If you haven't enjoyed a Pole in your head  :o , try that for a start.

Uhhhh...okay.  :D  I'll try it. I just checked my list and discovered I do own a Lutoslawski Third (wasn't sure). I don't believe I ever listened to it. Does it make good dinner background music?  ;D  Probably not.

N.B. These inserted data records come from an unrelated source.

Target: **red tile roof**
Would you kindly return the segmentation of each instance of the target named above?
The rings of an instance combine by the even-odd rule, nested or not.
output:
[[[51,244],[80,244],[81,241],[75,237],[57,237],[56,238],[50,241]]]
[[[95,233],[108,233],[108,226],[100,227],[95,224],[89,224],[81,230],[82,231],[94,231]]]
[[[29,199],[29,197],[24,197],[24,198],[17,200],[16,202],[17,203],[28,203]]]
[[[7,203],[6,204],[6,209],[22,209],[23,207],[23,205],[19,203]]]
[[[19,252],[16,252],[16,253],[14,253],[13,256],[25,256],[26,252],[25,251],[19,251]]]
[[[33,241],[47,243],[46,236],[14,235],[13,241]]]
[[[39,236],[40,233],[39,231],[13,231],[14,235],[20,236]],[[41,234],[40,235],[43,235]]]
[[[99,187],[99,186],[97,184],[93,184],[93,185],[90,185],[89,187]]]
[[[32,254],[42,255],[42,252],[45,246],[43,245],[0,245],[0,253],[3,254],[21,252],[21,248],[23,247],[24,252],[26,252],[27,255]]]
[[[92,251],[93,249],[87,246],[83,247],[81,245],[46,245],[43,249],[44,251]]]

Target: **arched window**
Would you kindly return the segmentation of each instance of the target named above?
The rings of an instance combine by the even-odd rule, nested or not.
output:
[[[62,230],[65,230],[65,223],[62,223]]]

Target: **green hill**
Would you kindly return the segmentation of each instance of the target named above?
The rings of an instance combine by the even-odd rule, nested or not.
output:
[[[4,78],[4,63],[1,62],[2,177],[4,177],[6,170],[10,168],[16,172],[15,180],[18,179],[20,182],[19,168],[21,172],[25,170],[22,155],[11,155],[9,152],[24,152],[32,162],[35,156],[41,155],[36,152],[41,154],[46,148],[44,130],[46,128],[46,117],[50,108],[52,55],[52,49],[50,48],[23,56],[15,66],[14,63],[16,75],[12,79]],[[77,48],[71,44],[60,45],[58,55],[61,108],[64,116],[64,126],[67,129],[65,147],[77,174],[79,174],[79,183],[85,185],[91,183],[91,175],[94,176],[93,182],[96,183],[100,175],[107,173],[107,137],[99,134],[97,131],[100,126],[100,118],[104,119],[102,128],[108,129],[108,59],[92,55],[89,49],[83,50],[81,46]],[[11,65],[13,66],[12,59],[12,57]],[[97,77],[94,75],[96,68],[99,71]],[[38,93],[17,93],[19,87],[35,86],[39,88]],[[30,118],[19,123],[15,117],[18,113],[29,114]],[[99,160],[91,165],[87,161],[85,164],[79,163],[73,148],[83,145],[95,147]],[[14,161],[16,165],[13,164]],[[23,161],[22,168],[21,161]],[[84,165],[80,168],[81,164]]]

Okay, I'll play it right after dinner.

Grill Sergeant Rock, putting on his apron, picking up his tongs, and heading to the grill

P.S.  And now I know why Dave changed his name  8)
the phone rings and somebody says,
"hey, they made a movie about
Mahler, you ought to go see it.
he was as f*cked-up as you are."
                               --Charles Bukowski, "Mahler"

Maciek

Sarge, does that imply you've never enjoyed a Pole in your head? ;D

Sergeant Rock

Quote from: Maciek on June 11, 2008, 10:08:34 AM
Sarge, does that imply you've never enjoyed a Pole in your head? ;D

I refuse to answer that question on the grounds that it might incriminate me.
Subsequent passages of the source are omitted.